The Food and Drug Administration on Monday approved the Medicines Co.'s blood clot prevention drug Kengreal. The approval comes after a decade and $200 million were spent developing the drug.
The intravenous drug Kengreal can be used in adults undergoing percutaneous coronary interventions, which are performed to open a blocked or narrowed coronary artery.
“The approval of Kengreal provides a new option for PCI,” Dr. Clive Meanwell, chairman and CEO of the Medicines Co., said in a statement. “This novel drug will potentially decrease thrombotic risk in the acute-care setting.”
The FDA rejected the drug over the span of a decade, citing the failure of two clinical trials to prove efficacy for the indications the drugmaker was seeking.
In April, an FDA advisory panel voted 9-2 to recommend approval once the Medicines Co. narrowed the drug's indication for use as an adjunct therapy for patients undergoing PCI, which the Centers for Disease Control and Prevention estimates are performed on about 500,000 Americans a year.

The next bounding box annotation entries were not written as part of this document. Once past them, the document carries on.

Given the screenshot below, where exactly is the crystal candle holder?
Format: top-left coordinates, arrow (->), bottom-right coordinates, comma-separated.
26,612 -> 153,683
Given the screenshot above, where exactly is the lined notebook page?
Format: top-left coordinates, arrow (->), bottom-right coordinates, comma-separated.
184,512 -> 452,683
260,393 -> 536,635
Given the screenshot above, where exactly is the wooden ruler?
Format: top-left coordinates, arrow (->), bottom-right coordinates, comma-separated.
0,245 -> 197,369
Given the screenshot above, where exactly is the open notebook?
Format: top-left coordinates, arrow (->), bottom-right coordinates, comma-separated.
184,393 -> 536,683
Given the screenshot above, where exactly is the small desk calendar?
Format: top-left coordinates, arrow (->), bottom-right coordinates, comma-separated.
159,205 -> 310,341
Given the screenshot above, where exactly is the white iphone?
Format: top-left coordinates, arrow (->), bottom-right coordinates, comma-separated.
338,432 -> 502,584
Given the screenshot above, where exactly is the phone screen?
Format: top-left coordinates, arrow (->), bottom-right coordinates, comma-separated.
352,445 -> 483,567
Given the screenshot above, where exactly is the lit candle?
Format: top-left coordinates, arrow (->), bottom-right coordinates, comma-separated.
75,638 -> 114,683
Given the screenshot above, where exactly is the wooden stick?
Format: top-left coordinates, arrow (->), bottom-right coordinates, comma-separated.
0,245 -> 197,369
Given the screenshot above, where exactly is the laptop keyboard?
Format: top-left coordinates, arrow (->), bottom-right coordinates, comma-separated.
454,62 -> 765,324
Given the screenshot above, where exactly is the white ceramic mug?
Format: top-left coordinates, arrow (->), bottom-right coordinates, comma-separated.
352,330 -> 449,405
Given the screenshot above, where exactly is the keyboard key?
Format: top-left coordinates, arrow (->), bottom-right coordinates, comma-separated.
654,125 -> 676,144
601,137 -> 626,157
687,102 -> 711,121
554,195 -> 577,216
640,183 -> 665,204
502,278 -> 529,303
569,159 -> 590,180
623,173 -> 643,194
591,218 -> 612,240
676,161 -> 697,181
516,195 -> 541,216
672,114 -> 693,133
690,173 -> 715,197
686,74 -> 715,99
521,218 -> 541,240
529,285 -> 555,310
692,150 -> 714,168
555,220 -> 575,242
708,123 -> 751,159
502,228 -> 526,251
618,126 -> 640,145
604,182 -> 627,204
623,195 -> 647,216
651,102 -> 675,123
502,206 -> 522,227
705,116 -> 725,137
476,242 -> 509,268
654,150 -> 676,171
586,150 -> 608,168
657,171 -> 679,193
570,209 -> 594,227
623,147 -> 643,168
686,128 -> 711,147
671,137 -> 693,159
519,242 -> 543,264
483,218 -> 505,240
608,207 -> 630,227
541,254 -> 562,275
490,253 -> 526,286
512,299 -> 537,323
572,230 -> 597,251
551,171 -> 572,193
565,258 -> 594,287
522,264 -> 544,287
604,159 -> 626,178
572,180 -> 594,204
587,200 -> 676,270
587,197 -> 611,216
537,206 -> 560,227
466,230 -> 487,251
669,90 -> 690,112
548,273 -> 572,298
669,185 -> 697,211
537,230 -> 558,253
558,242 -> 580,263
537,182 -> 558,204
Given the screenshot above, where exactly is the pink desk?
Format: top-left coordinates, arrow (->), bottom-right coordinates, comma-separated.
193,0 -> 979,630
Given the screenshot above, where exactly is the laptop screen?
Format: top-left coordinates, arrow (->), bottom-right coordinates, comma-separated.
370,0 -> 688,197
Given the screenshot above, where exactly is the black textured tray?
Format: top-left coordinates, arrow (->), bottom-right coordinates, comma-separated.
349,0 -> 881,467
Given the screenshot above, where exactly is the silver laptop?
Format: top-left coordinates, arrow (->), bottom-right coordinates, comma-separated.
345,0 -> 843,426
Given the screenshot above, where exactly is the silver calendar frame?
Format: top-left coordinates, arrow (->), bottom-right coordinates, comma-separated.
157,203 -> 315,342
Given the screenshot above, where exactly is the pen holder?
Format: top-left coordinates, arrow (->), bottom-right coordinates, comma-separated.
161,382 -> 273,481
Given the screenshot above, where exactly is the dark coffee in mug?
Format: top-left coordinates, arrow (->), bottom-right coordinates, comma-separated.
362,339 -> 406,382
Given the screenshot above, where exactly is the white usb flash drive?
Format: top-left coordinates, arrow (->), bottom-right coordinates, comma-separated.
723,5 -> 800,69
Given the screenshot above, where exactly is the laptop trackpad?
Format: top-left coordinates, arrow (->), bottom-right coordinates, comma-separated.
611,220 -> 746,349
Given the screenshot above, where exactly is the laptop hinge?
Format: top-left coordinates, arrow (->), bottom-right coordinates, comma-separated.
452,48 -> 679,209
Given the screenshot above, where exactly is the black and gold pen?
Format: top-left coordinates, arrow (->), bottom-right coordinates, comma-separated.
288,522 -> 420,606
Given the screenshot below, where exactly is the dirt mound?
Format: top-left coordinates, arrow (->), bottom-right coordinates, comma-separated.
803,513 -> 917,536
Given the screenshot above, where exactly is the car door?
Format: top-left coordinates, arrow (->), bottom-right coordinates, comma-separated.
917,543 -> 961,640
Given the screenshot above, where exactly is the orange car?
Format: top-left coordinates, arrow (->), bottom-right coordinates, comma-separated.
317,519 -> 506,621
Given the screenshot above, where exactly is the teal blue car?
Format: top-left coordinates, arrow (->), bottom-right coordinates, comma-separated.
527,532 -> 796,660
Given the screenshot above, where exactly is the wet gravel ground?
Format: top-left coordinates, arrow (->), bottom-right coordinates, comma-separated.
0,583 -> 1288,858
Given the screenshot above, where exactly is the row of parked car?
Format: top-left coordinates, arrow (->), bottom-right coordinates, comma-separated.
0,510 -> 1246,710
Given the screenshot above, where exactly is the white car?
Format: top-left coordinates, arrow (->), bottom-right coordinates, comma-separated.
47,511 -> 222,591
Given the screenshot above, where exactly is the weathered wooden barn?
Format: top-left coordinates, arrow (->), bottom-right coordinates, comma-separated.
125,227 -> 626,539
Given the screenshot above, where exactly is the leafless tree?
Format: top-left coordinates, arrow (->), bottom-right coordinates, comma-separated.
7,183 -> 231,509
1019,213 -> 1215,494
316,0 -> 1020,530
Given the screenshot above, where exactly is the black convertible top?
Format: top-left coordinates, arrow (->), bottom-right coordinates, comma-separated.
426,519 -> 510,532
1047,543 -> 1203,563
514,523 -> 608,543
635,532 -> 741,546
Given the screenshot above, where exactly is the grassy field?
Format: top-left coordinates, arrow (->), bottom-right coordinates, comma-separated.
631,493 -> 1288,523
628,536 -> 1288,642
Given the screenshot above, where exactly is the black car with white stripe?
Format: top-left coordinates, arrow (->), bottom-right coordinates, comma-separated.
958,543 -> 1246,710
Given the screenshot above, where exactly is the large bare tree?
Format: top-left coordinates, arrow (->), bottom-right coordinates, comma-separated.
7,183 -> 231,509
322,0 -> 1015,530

“For patients undergoing percutaneous coronary intervention, blood clotting can cause serious problems,” Dr. Norman Stockbridge, director of the Division of Cardiovascular and Renal Drugs in the FDA's Center for Drug Evaluation and Research, said in a statement.
Results from a clinical trial comparing Kengreal to Plavix in more than 10,000 patients showed Kengreal reduced occurrence of heart attack and stent thrombosis over the Bristol-Meyers Squibb drug. The trial found that the chances for serious bleeding was low in both drugs, but was elevated in Kengreal.
According to the FDA, approximately one in every 170 Kengreal patients had a serious bleed versus approximately one in every 275 patients taking Plavix.
In a statement, the Medicines Co. said it expects Kengreal to be available in the U.S. by July.